Maples fue en sus mocedades un poeta de cierta notoriedad, y se acomodó en ese papel para el resto de sus días

Por: EL INFORMADOR

María Palomar.  /

María Palomar. /

No son muchos los diplomáticos mexicanos que han publicado sus memorias. Entre los que sí lo han hecho están Manuel Maples Arce (Papantla, 1898 – México, 1981) y Carlos González Parrodi (México, 1923-1996). Ambos trabajaron durante muchos años para el Servicio Exterior, aunque Maples, grillo de provincia con buenos padrinos, llegó a dedo y muy pronto fue jefe de misión, mientras que González Parrodi tuvo que ganarse el rango de embajador con trabajo y paciencia (y a veces doblando el espinazo).

Maples fue en sus mocedades un poeta de cierta notoriedad, y se acomodó en ese papel para el resto de sus días. En Mi vida por el mundo (Universidad Veracruzana, 1983) pasa de prisa y corriendo cuando tiene que mencionar a otros escritores-diplomáticos, a los que no da importancia alguna (algo que resulta a veces grotesco, como cuando no dice una sola palabra del enorme poeta que fue José Gorostiza, quien trabajó bajo sus órdenes en la misión en Roma al principio de la segunda guerra mundial). Vivió en Bélgica, Polonia, Inglaterra, Italia, Portugal, Panamá, Chile, Colombia, Líbano, Japón. Con todos los lugares y todos los sucesos que le tocaron a lo largo de su carrera, francamente extraña que las memorias de Maples Arce no resulten más interesantes, quizá por su egocentrismo nada disimulado y su desaliño en el estilo.

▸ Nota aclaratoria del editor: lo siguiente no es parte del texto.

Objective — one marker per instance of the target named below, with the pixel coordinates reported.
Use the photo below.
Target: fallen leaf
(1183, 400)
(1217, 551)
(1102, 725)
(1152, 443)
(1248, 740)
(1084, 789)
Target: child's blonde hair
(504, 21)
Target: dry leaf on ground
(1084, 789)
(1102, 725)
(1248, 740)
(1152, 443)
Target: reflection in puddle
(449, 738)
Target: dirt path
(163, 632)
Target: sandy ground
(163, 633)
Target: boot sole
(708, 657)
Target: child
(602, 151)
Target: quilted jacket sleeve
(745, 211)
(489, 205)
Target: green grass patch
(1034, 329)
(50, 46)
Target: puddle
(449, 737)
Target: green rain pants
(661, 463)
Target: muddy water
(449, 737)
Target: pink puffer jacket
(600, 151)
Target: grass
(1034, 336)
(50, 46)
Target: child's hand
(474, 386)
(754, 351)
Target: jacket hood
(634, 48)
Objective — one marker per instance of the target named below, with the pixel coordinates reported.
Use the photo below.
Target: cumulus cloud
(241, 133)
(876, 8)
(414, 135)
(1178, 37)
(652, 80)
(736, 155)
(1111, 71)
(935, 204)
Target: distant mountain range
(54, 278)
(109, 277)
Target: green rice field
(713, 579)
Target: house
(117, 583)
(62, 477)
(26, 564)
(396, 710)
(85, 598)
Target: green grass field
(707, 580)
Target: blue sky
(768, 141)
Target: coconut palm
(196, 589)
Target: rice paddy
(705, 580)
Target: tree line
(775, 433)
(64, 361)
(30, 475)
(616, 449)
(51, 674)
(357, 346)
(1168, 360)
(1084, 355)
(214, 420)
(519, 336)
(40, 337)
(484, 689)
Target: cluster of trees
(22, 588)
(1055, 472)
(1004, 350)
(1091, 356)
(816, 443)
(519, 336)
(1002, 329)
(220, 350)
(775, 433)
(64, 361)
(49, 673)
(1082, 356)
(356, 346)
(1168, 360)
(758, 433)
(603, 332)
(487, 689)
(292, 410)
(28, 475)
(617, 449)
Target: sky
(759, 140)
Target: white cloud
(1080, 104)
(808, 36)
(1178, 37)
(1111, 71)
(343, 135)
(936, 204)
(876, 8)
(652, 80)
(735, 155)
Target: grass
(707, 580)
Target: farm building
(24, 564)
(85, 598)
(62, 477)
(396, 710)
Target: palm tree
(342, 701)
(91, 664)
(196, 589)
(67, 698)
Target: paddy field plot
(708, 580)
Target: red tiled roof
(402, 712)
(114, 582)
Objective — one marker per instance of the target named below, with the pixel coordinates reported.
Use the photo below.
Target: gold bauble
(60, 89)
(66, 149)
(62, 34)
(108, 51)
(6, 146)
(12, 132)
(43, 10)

Por su parte, González Parrodi (hijo del escritor laguense Carlos González Peña) también vivió en muchos países y además fue secretario particular del canciller Carrillo Flores. Un tiempo estuvo como director de la Casa de México en la Ciudad Universitaria de París, donde los gentiles residentes le decían “gusano gobiernista” y se organizaban en una especie de sindicato golpeador. Su libro Memorias y olvidos de un diplomático (FCE, 1993) es mucho más divertido e interesante que el de Maples Arce, aunque quizá, como afirma un colega y amigo suyo, se abstuvo de contar muchas cosas que podrían haberlo hecho todavía mejor. Con estilo cuidado y buena mano narrativa, González Parrodi cuenta su larga carrera y como trasfondo deja ver con claridad los enredos e intrigas de la burocracia de la Cancillería, siempre al servicio de la mediocridad, el favoritismo y las pequeñas venganzas personales. Como no podía ser de otro modo, hay en estas memorias una quejumbre constante, quizás excesiva, por el mal trato en términos de remuneración y consideración hacia el personal, y no sólo de eso.

Quién sabe qué milagro de la propaganda oficial logró crear el mito del supuesto “prestigio diplomático” de este país. Salvo excepciones (a veces auténticos garbanzos de a libra, pero sin duda excepciones), el Servicio Exterior ha sido y es muy gris, y como gremio no goza ni de la décima parte de la calidad y la influencia que en Brasil tiene Itamaratí, sin duda la mejor cancillería del continente (por lo menos hasta que Lula le hizo tragar la farsa hondureña). Como para la mayor parte de los lectores el mundo de la diplomacia mexicana es un auténtico misterio, vale la pena asomarse por las ventanas que abren memorias como éstas.